L'opzione per il risparmio amministrato è riferita ai rapporti intrattenuti con gli operatori non finanziari di cui alle lettere i) e i-bis) del comma 5 dell'art. 3 del d.Lgs. 21 novembre 2007, n. 231, ovvero i prestatori di servizi relativi all'utilizzo di valuta virtuale e di portafoglio digitale. Si tratta di un regime di tassazione applicato direttamente dall'intermediario, previsto dall'articolo 6 del d.Lgs. n. 461/97, che può essere utilizzato soltanto in caso di intermediario residente. Quando, invece, si opera, come nella maggior parte dei casi, con intermediario non residente, il regime del risparmio amministrato trova applicazione solo quando, alternativamente, l'intermediario non residente si sia identificato direttamente in Italia oppure abbia una stabile organizzazione nel nostro Paese.

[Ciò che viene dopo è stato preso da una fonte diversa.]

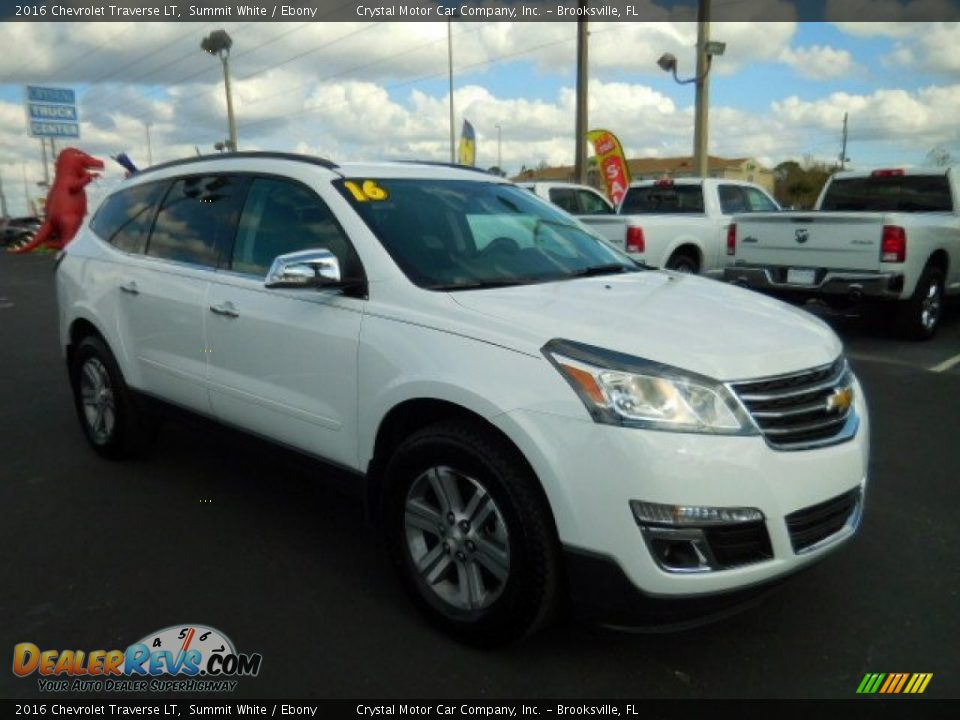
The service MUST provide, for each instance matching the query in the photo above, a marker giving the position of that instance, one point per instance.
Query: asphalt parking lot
(212, 529)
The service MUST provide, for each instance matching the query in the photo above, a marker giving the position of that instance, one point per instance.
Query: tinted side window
(281, 217)
(592, 204)
(124, 219)
(197, 218)
(732, 200)
(909, 193)
(668, 198)
(565, 199)
(758, 202)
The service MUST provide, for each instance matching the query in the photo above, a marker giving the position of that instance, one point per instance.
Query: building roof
(644, 166)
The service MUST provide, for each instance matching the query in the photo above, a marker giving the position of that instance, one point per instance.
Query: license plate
(801, 276)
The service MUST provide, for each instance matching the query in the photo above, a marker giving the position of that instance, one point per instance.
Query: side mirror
(305, 269)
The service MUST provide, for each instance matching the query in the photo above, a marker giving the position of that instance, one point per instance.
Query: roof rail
(312, 160)
(440, 163)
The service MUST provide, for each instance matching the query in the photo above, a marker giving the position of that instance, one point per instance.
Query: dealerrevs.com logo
(180, 658)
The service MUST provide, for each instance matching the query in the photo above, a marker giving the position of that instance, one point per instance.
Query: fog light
(647, 513)
(677, 550)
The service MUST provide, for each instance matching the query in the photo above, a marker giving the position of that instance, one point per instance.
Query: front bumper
(849, 283)
(591, 472)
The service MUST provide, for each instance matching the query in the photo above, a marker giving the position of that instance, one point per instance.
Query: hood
(701, 325)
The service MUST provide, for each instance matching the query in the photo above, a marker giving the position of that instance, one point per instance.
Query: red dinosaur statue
(66, 202)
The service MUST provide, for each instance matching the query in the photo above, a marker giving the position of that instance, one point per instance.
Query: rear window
(662, 199)
(903, 193)
(124, 219)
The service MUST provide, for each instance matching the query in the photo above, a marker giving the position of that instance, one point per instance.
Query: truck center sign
(52, 112)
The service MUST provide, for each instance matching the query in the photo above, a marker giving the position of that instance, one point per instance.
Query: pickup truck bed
(904, 254)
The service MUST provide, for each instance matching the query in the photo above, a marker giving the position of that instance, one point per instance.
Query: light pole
(149, 148)
(453, 156)
(218, 43)
(706, 50)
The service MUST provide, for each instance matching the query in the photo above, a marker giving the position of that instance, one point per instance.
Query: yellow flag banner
(467, 152)
(613, 165)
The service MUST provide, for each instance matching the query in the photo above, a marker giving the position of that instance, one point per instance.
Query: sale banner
(612, 163)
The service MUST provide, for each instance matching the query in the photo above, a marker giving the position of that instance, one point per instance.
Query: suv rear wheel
(470, 533)
(109, 418)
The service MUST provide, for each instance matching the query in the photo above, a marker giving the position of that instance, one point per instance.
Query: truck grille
(818, 522)
(802, 410)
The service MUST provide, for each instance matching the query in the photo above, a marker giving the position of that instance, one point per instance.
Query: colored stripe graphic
(894, 683)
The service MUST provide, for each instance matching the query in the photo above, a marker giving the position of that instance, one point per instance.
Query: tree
(939, 157)
(799, 186)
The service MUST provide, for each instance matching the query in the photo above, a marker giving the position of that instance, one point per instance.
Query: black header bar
(478, 10)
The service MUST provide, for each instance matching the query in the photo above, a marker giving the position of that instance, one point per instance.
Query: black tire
(519, 528)
(683, 261)
(112, 423)
(919, 317)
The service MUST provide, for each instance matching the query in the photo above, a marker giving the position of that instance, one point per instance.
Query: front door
(283, 363)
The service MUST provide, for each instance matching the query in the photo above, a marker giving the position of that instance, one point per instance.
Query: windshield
(460, 234)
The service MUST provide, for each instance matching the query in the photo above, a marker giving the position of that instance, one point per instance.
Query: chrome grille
(802, 410)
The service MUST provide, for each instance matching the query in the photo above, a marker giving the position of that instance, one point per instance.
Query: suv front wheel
(109, 418)
(470, 533)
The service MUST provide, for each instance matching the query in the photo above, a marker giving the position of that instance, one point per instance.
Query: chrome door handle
(226, 310)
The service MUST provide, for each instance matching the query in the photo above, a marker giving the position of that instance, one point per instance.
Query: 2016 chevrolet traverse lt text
(534, 416)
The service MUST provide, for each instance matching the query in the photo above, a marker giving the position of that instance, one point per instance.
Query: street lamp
(706, 50)
(218, 43)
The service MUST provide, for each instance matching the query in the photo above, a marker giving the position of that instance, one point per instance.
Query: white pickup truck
(680, 224)
(885, 235)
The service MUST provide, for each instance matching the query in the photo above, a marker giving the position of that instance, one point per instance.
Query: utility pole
(149, 148)
(26, 190)
(843, 149)
(702, 107)
(580, 160)
(453, 154)
(46, 170)
(3, 200)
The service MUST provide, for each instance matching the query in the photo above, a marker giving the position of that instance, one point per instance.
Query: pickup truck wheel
(110, 420)
(919, 316)
(683, 262)
(470, 534)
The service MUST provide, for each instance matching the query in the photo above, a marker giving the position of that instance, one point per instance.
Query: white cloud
(820, 62)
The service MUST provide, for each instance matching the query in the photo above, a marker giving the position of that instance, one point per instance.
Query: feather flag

È opportuno precisare che, con il regime del risparmio amministrato, non varia la percentuale di tassazione sulle plusvalenze, tuttavia il vantaggio è che la tassazione viene applicata e trattenuta dallo stesso intermediario. Ciò significa che il contribuente è esonerato dall'obbligo di includere i redditi diversi di natura finanziaria nella propria dichiarazione dei redditi derivanti dall'impiego di valute virtuali. Gli intermediari in cripto, in altre parole, vengono qui equiparati agli altri intermediari finanziari.
Nel caso di portafogli cripto integralmente minusvalenti, non v'è obbligo dichiarativo, tuttavia, può essere comunque opportuno compilare il Quadro RT del modello Redditi PF anche in caso di realizzazione di sole minusvalenze, vista la possibilità di riporto agli esercizi successivi.
Non sembra che le plusvalenze su cripto attività possano essere compensate con minusvalori su altri asset finanziari. Inoltre, pare assai problematico inserire nelle ipotesi di compensazioni eventuali minusvalori maturati su cripto-attività non finanziarie.